Koleka Putuma
Poet
“I’m sitting downstairs in my lounge. On the table I am working on are books, a wine glass, keys, coasters and random grocery slips. There are two bookshelves on my right. On top of the one bookshelf are candles, a typewriter, incense and a book about the life and work of Frida Kahlo. On the walls are mirrors, paintings and photographs. There is some sunshine coming through the sliding door. Which is rather lovely.”
Multi-award-winning poet Koleka Putuma writes to us from Cape Town, a place whose city bowels know they don’t deserve her ilk, but have produced those like her because it so desperately needs them.
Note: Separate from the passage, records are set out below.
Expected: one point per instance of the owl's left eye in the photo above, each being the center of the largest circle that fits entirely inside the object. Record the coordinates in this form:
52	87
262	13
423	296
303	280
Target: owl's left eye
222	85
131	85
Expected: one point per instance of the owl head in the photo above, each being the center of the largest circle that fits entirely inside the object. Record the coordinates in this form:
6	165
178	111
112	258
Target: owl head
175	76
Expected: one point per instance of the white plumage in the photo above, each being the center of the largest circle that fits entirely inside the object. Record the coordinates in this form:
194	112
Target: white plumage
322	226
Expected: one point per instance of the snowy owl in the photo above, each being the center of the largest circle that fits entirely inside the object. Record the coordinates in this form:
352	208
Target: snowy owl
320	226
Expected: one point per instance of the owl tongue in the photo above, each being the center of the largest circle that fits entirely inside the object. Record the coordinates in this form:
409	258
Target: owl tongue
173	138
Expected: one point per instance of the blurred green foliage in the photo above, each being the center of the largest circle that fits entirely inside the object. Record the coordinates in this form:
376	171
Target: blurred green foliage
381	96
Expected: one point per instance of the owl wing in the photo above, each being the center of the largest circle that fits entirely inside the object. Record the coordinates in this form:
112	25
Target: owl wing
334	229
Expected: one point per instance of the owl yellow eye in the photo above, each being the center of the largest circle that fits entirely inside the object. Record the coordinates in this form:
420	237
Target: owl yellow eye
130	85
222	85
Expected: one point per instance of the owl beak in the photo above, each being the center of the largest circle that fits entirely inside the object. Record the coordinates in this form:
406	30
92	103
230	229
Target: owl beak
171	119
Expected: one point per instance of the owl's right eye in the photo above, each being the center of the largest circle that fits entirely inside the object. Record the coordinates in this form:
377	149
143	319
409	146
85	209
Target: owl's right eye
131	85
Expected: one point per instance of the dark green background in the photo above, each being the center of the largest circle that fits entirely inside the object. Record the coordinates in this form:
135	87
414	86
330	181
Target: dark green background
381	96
It might have been after winning the PEN SA Student Writing prize in 2016 for Water, her eviscerating homage to the relationship black people have to water and the seas, that the poet, writer, performer and theatre practitioner rose to the public’s consciousness as an intrepid envoy for the fallist generation’s collective will to #Fall everything oppressive as it stands. But her name was already synonymous with winning before that.
She spent most of 2016 refining the skills of capturing audiences, darting between stages, planes, trains and writing tables, preparing the words for her ascent in real life and on the internet.
Next month, she will stage her first theatre production, a play called
Ekhaya, created specifically for three to seven year olds, about home, migration and belonging.
She’s also working on her first book,
Collective Amnesia, based on a collection of poems.
It’ s not difficult to become a visible creative person in the internet age. What requires skill is holding the attention of followers and critics when words are your currency and intersectional activism is the mountain you have chosen to climb without losing them with didactic raging.
Last year, Putuma sporadically started test performing and posting verses on social media written by a part of her repertoire she calls Parafeen, a misunderstood “pohet” whom Putuma says “will spark some interesting conversations around the ideas of language and representation in the spoken-word scene”.
Parafeen’s jarring English word and sentence construction is at first glance unnerving, then familiar, then extremely timely in the cultural atmosphere of decolonisation.
Parafeen’s first one womxn poyetry show is called Mothertongue
Malfunxion and will debut in 2017, a year Putuma hopes to get people “to understand and respect that poetry is a craft that is time and energy con- suming and that is must be paid for” with the money poets deserve instead of with “exposure”.